В первой комнате направо жила тетя Зина и ее муж – дядя Костя, который играл на абсолютно всех доступных инструментах. Если бы у него были орган или арфа, он, наверное, научился бы играть и на них. Но у него была только трофейная гармонь, и все же он умудрялся устраивать настоящие концерты и был желанным гостем на всевозможных общественных мероприятиях. Однажды их пригласили на свадьбу в ресторан. Костя долго присматривался к музыкантам, а когда оркестр ушел на перерыв, опрокинул сто граммов для храбрости и поднялся на сцену.

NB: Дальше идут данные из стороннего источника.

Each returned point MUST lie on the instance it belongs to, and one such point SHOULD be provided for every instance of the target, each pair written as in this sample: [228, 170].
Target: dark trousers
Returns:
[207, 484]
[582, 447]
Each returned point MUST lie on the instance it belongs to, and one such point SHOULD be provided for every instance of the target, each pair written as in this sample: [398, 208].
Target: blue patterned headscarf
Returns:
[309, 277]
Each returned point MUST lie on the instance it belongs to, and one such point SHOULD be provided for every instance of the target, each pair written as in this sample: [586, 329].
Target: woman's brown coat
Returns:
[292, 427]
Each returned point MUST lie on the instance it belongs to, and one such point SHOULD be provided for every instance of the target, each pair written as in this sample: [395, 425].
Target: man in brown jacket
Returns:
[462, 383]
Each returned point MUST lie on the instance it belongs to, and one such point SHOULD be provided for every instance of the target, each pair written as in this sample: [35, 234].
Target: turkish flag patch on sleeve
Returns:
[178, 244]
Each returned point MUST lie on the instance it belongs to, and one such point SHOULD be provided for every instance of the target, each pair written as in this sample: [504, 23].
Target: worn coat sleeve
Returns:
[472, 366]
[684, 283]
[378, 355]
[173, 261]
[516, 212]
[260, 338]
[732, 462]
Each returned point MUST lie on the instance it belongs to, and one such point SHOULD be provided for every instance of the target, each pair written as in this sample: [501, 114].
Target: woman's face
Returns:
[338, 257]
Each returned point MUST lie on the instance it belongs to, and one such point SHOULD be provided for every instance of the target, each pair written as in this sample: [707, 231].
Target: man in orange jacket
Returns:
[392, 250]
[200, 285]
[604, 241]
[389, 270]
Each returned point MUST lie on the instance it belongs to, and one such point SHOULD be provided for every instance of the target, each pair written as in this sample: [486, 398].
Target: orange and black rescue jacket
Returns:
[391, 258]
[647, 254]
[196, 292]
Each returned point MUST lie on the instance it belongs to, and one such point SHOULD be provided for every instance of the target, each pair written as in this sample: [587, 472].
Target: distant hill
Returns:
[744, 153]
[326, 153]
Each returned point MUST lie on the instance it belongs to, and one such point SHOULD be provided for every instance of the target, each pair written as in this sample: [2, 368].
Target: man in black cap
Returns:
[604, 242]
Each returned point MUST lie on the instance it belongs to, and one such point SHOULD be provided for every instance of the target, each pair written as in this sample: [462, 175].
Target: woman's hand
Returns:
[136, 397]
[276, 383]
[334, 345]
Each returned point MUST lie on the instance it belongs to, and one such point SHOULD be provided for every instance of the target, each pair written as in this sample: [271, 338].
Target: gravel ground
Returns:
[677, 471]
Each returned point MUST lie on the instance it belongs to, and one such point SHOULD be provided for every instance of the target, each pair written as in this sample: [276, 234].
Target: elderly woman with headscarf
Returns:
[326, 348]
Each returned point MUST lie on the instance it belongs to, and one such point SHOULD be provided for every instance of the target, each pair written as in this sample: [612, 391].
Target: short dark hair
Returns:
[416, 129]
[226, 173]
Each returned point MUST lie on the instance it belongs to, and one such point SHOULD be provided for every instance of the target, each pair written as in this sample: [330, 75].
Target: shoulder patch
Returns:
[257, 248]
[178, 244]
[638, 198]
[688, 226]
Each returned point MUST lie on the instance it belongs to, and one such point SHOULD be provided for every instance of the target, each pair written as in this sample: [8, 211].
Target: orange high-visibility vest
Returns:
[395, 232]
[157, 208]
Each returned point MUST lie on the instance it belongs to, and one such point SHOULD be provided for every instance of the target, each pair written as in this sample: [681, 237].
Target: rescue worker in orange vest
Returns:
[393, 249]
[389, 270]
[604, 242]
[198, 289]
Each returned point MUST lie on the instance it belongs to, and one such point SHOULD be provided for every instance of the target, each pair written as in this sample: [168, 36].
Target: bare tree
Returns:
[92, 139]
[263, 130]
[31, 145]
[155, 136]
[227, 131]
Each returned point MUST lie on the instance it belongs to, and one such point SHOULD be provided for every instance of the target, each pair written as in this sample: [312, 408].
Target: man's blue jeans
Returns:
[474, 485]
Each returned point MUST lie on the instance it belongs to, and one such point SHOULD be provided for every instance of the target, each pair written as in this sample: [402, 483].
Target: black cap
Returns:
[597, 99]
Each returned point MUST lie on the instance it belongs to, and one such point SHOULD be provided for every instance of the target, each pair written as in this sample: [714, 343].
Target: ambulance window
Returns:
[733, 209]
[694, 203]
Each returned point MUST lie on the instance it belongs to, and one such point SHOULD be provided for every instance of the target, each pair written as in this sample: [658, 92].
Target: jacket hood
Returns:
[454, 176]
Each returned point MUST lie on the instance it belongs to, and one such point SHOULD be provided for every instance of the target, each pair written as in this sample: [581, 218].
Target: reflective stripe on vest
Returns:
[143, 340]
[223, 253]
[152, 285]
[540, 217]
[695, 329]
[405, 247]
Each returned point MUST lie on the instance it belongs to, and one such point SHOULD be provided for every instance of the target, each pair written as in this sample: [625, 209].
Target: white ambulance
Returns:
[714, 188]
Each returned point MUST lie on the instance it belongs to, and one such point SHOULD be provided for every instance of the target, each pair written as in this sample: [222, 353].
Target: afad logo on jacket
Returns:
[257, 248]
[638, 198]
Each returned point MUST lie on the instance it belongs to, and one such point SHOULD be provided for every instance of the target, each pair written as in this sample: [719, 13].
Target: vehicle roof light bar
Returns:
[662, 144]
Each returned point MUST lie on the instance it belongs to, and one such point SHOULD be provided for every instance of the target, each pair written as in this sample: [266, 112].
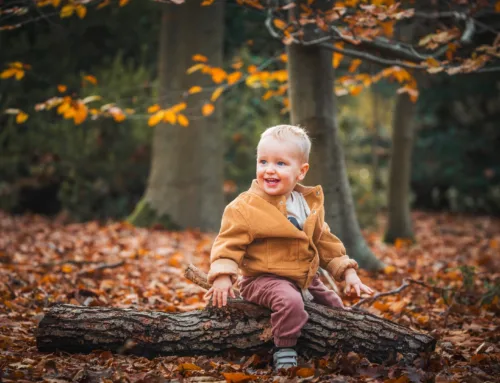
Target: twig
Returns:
[330, 280]
[102, 267]
[406, 282]
[199, 278]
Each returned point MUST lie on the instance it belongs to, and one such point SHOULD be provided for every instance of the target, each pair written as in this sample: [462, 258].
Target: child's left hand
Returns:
[354, 285]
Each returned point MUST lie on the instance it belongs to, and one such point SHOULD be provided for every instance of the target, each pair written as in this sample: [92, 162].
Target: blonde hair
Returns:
[287, 132]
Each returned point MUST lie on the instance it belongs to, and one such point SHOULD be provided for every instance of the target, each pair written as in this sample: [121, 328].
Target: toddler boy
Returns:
[275, 234]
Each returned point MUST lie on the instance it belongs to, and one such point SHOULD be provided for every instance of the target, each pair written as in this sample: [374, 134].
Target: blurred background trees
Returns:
[99, 169]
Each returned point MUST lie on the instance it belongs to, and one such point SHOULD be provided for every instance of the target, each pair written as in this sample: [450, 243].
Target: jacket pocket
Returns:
[282, 253]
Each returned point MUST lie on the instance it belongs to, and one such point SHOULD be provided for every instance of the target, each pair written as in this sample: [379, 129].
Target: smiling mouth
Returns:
[272, 181]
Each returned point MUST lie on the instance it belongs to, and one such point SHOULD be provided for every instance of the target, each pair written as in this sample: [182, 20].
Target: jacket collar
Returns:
[312, 194]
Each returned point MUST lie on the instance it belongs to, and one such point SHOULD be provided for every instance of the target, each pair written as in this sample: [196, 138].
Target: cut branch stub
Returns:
[241, 325]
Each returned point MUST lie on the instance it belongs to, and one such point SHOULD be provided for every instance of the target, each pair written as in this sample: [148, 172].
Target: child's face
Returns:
[280, 165]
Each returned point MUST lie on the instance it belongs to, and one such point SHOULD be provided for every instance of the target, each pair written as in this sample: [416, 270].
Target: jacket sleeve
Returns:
[229, 246]
[332, 254]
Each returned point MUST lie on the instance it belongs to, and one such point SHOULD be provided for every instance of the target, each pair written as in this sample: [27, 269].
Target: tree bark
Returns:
[186, 177]
[399, 216]
[311, 79]
[240, 325]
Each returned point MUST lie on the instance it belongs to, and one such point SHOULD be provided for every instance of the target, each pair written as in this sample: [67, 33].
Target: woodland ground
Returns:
[44, 261]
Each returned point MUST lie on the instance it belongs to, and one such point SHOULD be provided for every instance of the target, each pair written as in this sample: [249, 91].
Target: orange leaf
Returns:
[188, 367]
[337, 56]
[238, 377]
[218, 75]
[194, 68]
[90, 79]
[200, 58]
[207, 109]
[355, 90]
[388, 28]
[381, 306]
[388, 270]
[233, 77]
[182, 120]
[280, 24]
[169, 117]
[178, 107]
[81, 11]
[156, 118]
[154, 108]
[252, 69]
[268, 95]
[21, 117]
[354, 65]
[305, 372]
[195, 89]
[217, 92]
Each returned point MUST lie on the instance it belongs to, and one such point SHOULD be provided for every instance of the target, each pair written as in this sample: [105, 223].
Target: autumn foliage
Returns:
[44, 262]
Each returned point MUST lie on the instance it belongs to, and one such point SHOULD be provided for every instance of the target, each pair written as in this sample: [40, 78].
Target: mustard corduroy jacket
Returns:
[257, 238]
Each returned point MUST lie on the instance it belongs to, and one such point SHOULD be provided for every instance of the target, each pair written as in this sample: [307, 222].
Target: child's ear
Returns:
[303, 171]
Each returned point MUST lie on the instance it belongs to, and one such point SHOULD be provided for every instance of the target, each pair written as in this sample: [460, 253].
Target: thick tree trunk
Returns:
[312, 107]
[376, 180]
[241, 325]
[399, 217]
[185, 182]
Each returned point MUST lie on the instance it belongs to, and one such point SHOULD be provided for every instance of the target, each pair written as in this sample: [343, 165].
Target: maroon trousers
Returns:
[284, 298]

Потыкал пальцем по клавишам рояля, прислушался, повторил, даже пропел что-то себя под нос – и вдруг сел и заиграл нехитрую мелодию, но сразу двумя руками. Пианист остановился в отдалении, переглянулся с подоспевшими оркестрантами, а дядя Костя все увереннее и увереннее играл песни, которые всегда исполнял на баяне. Когда он закончил, аплодировали не только гости, но и оркестр. Ему даже предложили попробовать на трубе, но он отказался.
Когда Костя был не в духе или с похмелья, он запирался в комнате поправлять настроение. Через несколько минут раздавался печальный звук гармони: она то шумно вздыхала, то нервно вздрагивала, не очень понимая, как себя вести, выводила неожиданные рулады, сама пугалась и замолкала, срывалась, повторялась, заикалась, но и вдруг, окрепнув, заполняла паузы между звуками, начинала слушаться движения мехов между нотами, и бессмысленная какофония превращалась в цельную мелодию. Музыка эта заполняла все пространство, уже не могла удержаться в рамках одной квартиры, выплескивалась во двор-колодец, заполняла его до краев, переливалась с Пестеля на Фурманова, просочившись между ветвями деревьев в Соляном садике, текла до самой набережной и, смешавшись с шумом Невы, затихала где-то под Литейным мостом.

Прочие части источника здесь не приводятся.